Data playground by the lake; meant to simulate end-to-end data pipelines.

License

Notifications You must be signed in to change notification settings

jxhnx/haus-am-see

Repository files navigation

haus-am-see

Data playground by the lake; meant to simulate end-to-end data pipelines.

🌊 Getting started

  1. Compose up source services: docker compose -f docker-compose.source.yaml up

    1. Use the FastAI seeder at localhost:8000/docs and run /seed/full to generate records in the source Postgres
    2. [Optional] Connect to the Postgres localhost:4444 with user:password postgres:postgres. You can find the generated records in the storefront db.
  2. Compose up streaming services: docker compose -f docker-compose.streaming.yaml up

    1. Register the Postgres connector with docker compose -f docker-compose.streaming.yaml run --rm connect-postgres. This will initially full load all records and keep streaming via CDC.
    2. [Optional] Check AKHQ on localhost:8080 to view the created topics and schemas.
  3. Compose up lake services: docker compose -f docker-compose.lake.yaml up

    1. Check buckets (raw, lakehouse) at localhost:9001 with user:password minio:minio123.
    2. Register the S3 connector with docker compose -f docker-compose.streaming.yaml run --rm connect-s3. This will initially full load all records and keep streaming the registered topics into the raw bucket.

Compose overview:

# Source
docker compose -f docker-compose.source.yaml up

# Streaming
docker compose -f docker-compose.streaming.yaml up

# Lake
docker compose -f docker-compose.lake.yaml up

# Register connectors
docker compose -f docker-compose.streaming.yaml run --rm connect-postgres
docker compose -f docker-compose.streaming.yaml run --rm connect-s3

🗺️ Architecture

flowchart LR
    %% Source zone
    subgraph Source
        direction TB
        Seeder@{ shape: rounded, label: "FastAPI Seeder" }
        Flyway@{ shape: hex, label: "Flyway" }
        Postgres@{ shape: cyl, label: "PostgreSQL" }

        Seeder -- "writes" --> Postgres
        Flyway -- "runs migrations" --> Postgres
    end

    %% Streaming zone
    subgraph Streaming
        direction TB
        Connect@{ shape: procs, label: "Kafka Connect" }
        SchemaRegistry@{ shape: rounded, label: "Schema Registry (Avro)" }
        Kafka@{ shape: rounded, label: "Kafka" }
        AKHQ@{ shape: stadium, label: "AKHQ UI" }
        ConnectInit@{ shape: sl-rect, label: "Connect Init" }

        Connect -- "reads / writes schemas" --> SchemaRegistry
        Connect -- "produces (source) / consumes (sink)" --> Kafka
        AKHQ --> Kafka
        ConnectInit -- "registers connectors" --> Connect
    end

    %% Lake zone
    subgraph Lake
        direction TB
        subgraph RawBucket ["S3 landing zone"]
            direction TB
            Raw@{ shape: rect, label: "raw/" }
        end
        subgraph LakehouseBucket ["S3 lakehouse"]
            direction TB
            Stage@{ shape: rect, label: "lakehouse/stage/" }
            Shape@{ shape: rect, label: "lakehouse/shape/" }
            Serve@{ shape: rect, label: "lakehouse/serve/" }
        end
    end

    %% Cross-zone
    Connect -- "Postgres Source: polls CDC via Debezium" --> Postgres
    Connect -- "S3 Sink: writes raw Avro" --> Raw
Loading

🧱 Source (Postgres)

Postgres is used as OLTP source. The default storefront database is meant to simulate a web shop.

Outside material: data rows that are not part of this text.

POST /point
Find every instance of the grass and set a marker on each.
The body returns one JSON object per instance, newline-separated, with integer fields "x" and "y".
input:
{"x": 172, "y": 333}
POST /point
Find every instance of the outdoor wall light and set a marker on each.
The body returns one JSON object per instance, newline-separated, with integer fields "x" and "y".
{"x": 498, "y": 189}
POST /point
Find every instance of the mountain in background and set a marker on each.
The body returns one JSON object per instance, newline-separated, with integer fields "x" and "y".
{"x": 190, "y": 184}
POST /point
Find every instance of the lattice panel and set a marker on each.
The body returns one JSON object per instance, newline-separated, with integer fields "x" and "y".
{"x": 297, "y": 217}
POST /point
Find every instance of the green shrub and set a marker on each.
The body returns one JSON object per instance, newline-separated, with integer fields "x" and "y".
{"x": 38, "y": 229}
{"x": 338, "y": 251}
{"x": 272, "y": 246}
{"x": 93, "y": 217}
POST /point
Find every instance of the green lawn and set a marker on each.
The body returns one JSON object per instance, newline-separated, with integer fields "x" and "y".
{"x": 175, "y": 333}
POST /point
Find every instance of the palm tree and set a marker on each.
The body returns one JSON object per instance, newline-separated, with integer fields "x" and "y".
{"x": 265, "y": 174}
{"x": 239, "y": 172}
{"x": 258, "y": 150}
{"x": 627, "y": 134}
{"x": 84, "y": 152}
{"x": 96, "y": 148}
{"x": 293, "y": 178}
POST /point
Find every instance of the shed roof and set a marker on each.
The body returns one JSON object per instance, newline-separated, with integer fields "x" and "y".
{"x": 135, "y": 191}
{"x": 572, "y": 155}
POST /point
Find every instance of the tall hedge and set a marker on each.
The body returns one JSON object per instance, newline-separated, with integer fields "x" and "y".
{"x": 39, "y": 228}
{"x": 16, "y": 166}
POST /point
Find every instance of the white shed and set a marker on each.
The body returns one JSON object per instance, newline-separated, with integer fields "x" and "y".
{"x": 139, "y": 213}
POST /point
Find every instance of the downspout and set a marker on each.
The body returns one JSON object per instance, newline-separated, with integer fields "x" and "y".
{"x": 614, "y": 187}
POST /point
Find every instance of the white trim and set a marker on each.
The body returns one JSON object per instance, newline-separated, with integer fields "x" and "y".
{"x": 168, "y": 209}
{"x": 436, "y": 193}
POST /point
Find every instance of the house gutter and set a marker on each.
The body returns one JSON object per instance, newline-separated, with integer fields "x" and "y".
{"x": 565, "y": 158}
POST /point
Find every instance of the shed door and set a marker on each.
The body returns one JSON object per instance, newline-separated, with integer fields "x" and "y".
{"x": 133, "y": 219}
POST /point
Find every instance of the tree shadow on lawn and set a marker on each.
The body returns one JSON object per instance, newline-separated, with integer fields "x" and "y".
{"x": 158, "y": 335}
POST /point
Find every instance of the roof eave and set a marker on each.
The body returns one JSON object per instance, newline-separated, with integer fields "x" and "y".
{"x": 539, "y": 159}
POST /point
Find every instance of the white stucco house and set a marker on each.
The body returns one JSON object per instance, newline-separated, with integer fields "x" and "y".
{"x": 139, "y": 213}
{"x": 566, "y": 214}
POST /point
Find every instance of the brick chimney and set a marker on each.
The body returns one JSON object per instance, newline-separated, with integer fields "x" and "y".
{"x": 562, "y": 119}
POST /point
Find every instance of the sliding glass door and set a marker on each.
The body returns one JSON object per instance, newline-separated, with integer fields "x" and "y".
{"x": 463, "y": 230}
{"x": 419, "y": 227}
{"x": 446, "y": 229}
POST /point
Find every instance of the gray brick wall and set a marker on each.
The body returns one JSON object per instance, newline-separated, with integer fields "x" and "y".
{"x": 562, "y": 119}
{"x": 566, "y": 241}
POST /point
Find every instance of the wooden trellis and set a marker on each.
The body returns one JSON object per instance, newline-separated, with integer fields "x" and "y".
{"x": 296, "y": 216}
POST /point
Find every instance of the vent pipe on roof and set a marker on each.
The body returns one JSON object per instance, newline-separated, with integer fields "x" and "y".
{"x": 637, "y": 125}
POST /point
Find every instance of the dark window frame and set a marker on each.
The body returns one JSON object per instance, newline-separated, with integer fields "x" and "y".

  • Connect via localhost:4444 | user:password: postgres:postgres
  • You can create a new database with, e.g.:
    docker compose -f docker-compose.source.yaml exec postgres psql -U postgres -d postgres -c "CREATE DATABASE storefront;"
  • If meant to be persisted, add the new database to postgres-init/init.sql.

📦 Migrations

Flyway is used as migration tool.

  • Run migrations on the default storefront database via:
    docker compose -f docker-compose.source.yaml up flyway

🌱 FastAPI Seeder

Use the endpoints on localhost:8000/docs to run a initial fill or start/stop continuous, simulated traffic.

⚡ Streaming (Kafka)

Kafka is used for streaming CDC events from Postgres via Debezium to the S3 ingest sink in the lake. You can use the AKHQ UI at localhost:8080 to monitor/manage it.

🔌 Connectors

All connectors are defined in connectors/*.template.json. envsubst is used to substitute .env variables.

  • Register connector:

    # Postgres Source
    docker compose -f docker-compose.streaming.yaml up connect-postgres
    # S3 Sink
    docker compose -f docker-compose.streaming.yaml up connect-s3
    
    # .. per curl
    curl -X POST -H "Content-Type: application/json" --data "@/connectors/postgres-source.json" http://connect:8083/connectors;
  • List registered connectors:

    curl http://localhost:8083/connectors
  • Check connector status:

    curl http://localhost:8083/connectors/postgres-source-storefront/status
  • Delete connector:

    curl -X DELETE http://localhost:8083/connectors/postgres-source-storefront

To add a new connector, create a template in connectors/*.template.json and either register it manually (see command above) or add another service to docker-compose.streaming.yaml.

S3 Sink:

Example of resetting a sink connector:

# Delete connector
curl -X DELETE http://localhost:8083/connectors/s3-sink-storefront

# Reset offsets
docker exec -it kafka kafka-consumer-groups \
  --bootstrap-server localhost:9092 \
  --group connect-s3-sink-storefront \
  --reset-offsets \
  --all-topics \
  --to-earliest \
  --execute

# Add connector
docker compose -f docker-compose.streaming.yaml run --rm connect-s3

🔄 Debezium CDC on Postgres

Currently, CDC for Postgres is handled by Debezium. This includes:

  • the addition of the connector plugin to the Dockerfile.connect image
  • the creation of the Debezium user with the appropriate roles in Postgres migrations/V2__create_debezium_user.sql
  • the proper connector config connectors/debezium-postgres.template.json
  • Postgres' write-ahead log set to allow logical replication, see wal_level=logical in compose/postgresql.custom.conf

🧵 Topics

Strategy, example with Postgres CDC:

  • Default setting delete.retention.ms is 86400000 (1 day). That is, either downstream is polling all messages or the connector has to be reset to push an initial snapshot to Kafka. To reset the Debezium connector, delete it and re-run the connect-init.
  • Default setting cleanup.policy is delete. However, compact,delete can make sense for a lakehouse downstream.

🌊 Lake (S3 via MinIO)

MinIO is used as AWS S3 equivalent object store. Zones (buckets):

  • raw: raw data, e.g., Avro messages
  • lakehouse: structured formats, e.g. Iceberg tables, with semantic sub-zones stage, shape, serve -- following a classic Medallion architecture.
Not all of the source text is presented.